Josélito Tirados, animateur de la table ronde, a posé la question qui résume tout : « Est-ce qu’on est en train de passer du Software as a Service au Service as a Software ? »

C’est exactement ce qui est en train de se produire. Simon Dawlat (CEO de Batch) l’a formulé ainsi : dans un ou deux ans, le discours d’avant-vente de Batch passera par l’expertise, la capacité à accélérer la transformation IA de clients encore engagés dans des processus traditionnels.

Le signal que ce virage est réel ? Des clients de Batch sont aujourd’hui prêts à payer une demi-journée de masterclass pour former leurs 30 marketeurs aux outils IA, avant même d’acheter le produit. L’expertise précède la vente.

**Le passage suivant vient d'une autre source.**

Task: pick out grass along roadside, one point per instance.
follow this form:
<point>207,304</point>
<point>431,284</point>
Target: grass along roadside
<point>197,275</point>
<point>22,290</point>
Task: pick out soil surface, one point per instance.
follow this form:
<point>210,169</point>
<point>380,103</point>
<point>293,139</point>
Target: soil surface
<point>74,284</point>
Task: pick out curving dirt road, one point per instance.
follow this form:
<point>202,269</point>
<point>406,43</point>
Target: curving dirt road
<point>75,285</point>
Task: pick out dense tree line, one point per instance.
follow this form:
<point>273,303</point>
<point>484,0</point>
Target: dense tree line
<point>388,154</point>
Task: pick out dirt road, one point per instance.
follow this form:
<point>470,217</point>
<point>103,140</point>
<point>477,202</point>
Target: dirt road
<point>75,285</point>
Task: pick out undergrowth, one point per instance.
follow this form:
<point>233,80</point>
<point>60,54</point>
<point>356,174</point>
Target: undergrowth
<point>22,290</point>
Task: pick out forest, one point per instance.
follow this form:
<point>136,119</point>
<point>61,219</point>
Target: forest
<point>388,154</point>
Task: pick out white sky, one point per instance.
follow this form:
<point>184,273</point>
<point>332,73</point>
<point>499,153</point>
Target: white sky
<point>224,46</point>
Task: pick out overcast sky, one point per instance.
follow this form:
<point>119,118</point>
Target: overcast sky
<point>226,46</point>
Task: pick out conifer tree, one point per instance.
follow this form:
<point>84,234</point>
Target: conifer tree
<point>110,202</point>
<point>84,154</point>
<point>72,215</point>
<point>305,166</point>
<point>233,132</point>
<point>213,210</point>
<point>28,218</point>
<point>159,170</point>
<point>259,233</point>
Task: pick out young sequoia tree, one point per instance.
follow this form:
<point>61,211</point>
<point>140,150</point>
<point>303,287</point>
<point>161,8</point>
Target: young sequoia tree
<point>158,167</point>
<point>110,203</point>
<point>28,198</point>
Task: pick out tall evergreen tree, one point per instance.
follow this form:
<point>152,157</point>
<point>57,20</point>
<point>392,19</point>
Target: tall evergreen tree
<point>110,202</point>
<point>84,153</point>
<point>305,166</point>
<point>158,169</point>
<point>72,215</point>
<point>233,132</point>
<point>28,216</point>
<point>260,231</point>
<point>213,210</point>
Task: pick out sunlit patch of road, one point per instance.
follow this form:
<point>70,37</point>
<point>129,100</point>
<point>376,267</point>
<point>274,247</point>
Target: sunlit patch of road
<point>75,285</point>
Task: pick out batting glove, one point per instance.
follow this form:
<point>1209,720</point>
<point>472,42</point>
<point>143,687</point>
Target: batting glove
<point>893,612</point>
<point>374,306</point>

En bref : les éditeurs qui gagnent ne vendent plus un outil. Ils vendent une trajectoire. L’accompagnement devient la ligne de revenus qui justifie, et accélère, la vente du logiciel.

Conclusion : la vraie question à vous poser aujourd’hui

Le SaaS n’est pas mort. Il est en pleine mue. Et la mutation ne vient pas des agents IA. Elle vient d’un client plus exigeant, plus éduqué, qui veut payer pour du résultat, pas pour de la promesse.

Les éditeurs qui sortiront gagnants de cette période sont ceux qui auront répondu honnêtement à deux questions :

  1. Ma valeur est-elle dans l’écran ou dans la donnée que je gouverne ?
  2. Est-ce que je vends encore un outil, ou est-ce que j’accompagne une transformation ?

Si vous n’avez pas de réponse claire à l’une ou l’autre, c’est le bon moment pour en parler.

FAQ

Le SaaS est-il vraiment en train de mourir ? Non. Le SaaS qui gère de la donnée déterministe (paie, légal, facturation) est structurellement protégé. En revanche, les interfaces construites sur de la donnée banalisée sont vulnérables à une reconstruction rapide par des agents IA.

Qu’est-ce que le paiement au résultat pour un éditeur SaaS ? C’est un modèle où la facturation est liée à la valeur produite, nombre de tâches automatisées, gain de productivité mesurable, résultats business, plutôt qu’au nombre de licences actives.

Comment un éditeur SaaS peut-il défendre son moat face à l’IA ? En investissant dans ce que les agents ne peuvent pas reproduire : la connaissance des workflows clients, les données comportementales accumulées, et la capacité à accompagner la transformation IA de ses clients.

Cet article s’appuie sur les échanges de la Table Ronde Collective Impact du 9 avril 2026 « SaaS is Dead ? Vive le SaaS ! », avec Simon Dawlat (CEO, Batch) et Pierre-Eric Jacoupy (CPO, Powell).